The Hydrolab research group in the last years has actively contributed to:
(1) the construction of a database of case studies conducted in different river systems of the Basilicata region using optical systems from UAS and current meter techniques for surface velocity estimations. These field experiences are part of the video collection published by Perks et al. (2020), containing 13 case studies conducted in 6 different countries in the world. The database contains pre-processed frames and reference measurements.
(2a) the implementation and comparison of image stabilisation techniques aimed at removing the effects of camera movements induced by wind, vibrations or operator inexperience (http://10.5194/hess-2021-112). VISION software is an open-source tool written in Matlab for video stabilisation using the automatic detection of key features without direct operator control. Code is available at the following web address: http://10.17605/OSF.IO/HBRF2.
(2b) the identification and quantification of spatial and temporal characteristics of seeding during the acquisition time to maximise the performance of image processing techniques. For this purpose, three metrics have been introduced based on the calculation of the (i) seeding density, (ii) index of dispersion of tracers, and (iii) coeﬃcient of variation of tracer dimension. These metrics have statistical significance on image-based performances as reported in Dal Sasso et al. (2020).
Simultaneously, the generation of synthetic images reproducing some river conditions allowed to quantify the error associated with the Particle Tracking Velocimetry (PTV) and Large Scale Particle Image Velocimetry (LSPIV). Using this framework, Pizarro et al. (2020) introduced the Seeding Distribution Index (SDI) as a parameter that synthesises the seeding conditions in the field, merging seeding and spatial distribution characteristics. This dimensionless index was tested in some field case studies for describing the heterogeneous spatial distribution of tracers and the tendency to form clusters.

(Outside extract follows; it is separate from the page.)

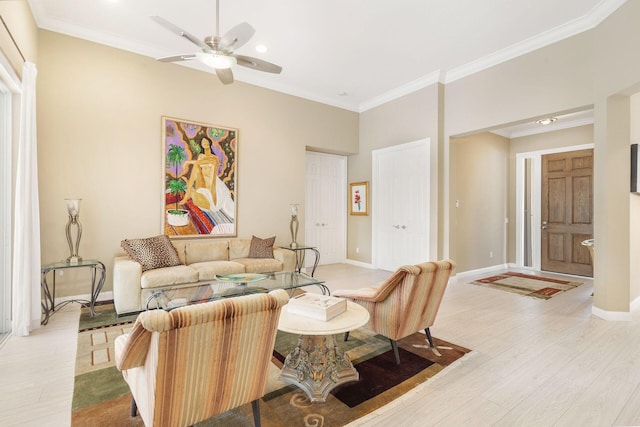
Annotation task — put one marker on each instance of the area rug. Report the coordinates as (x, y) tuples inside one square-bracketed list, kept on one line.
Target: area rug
[(528, 285), (102, 398)]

The synthetic images and the calculation codes relating to the metrics and the SDI index are published at the following link: https://doi.org/10.17605/OSF.IO/8EGQW.
The SDI index combined with a novel methodology of video acquisitions can allow to identify the best footage to analyse limiting processing times. This procedure has been successfully applied in several case studies and at various spatial scales (cross-section and sub-sectors), improving optical image processing techniques by 20-50%. These findings are reported in the works of Pizarro et al. (2020) and Dal Sasso et al. (2021). Code relating to this methodology is available at the following link: 48310.17605/OSF.IO/3AJNR.
(3-4) A comparison between image processing techniques and software on a real case study is reported in Pearce et al. (2020). In this work, a sensitivity analysis of the characteristic parameters of the individual techniques is carried out. Regarding the PTV technique, the results obtained in the work of Dal Sasso et al. (2018), regarding the identification of the optimal setting using synthetic images, have been used for this purpose.
(5) The activities carried out and in progress are aimed to draw up the guidelines for hydrological monitoring From UAS. The chapter of Manfreda et al. (2019) provides the first contribution in this direction “New Insights Offered by UAS for River Monitoring” (10.1201/9780429244117-10) contained in the book “Applications of Small Unmanned Aircraft Systems” edited by Sharma.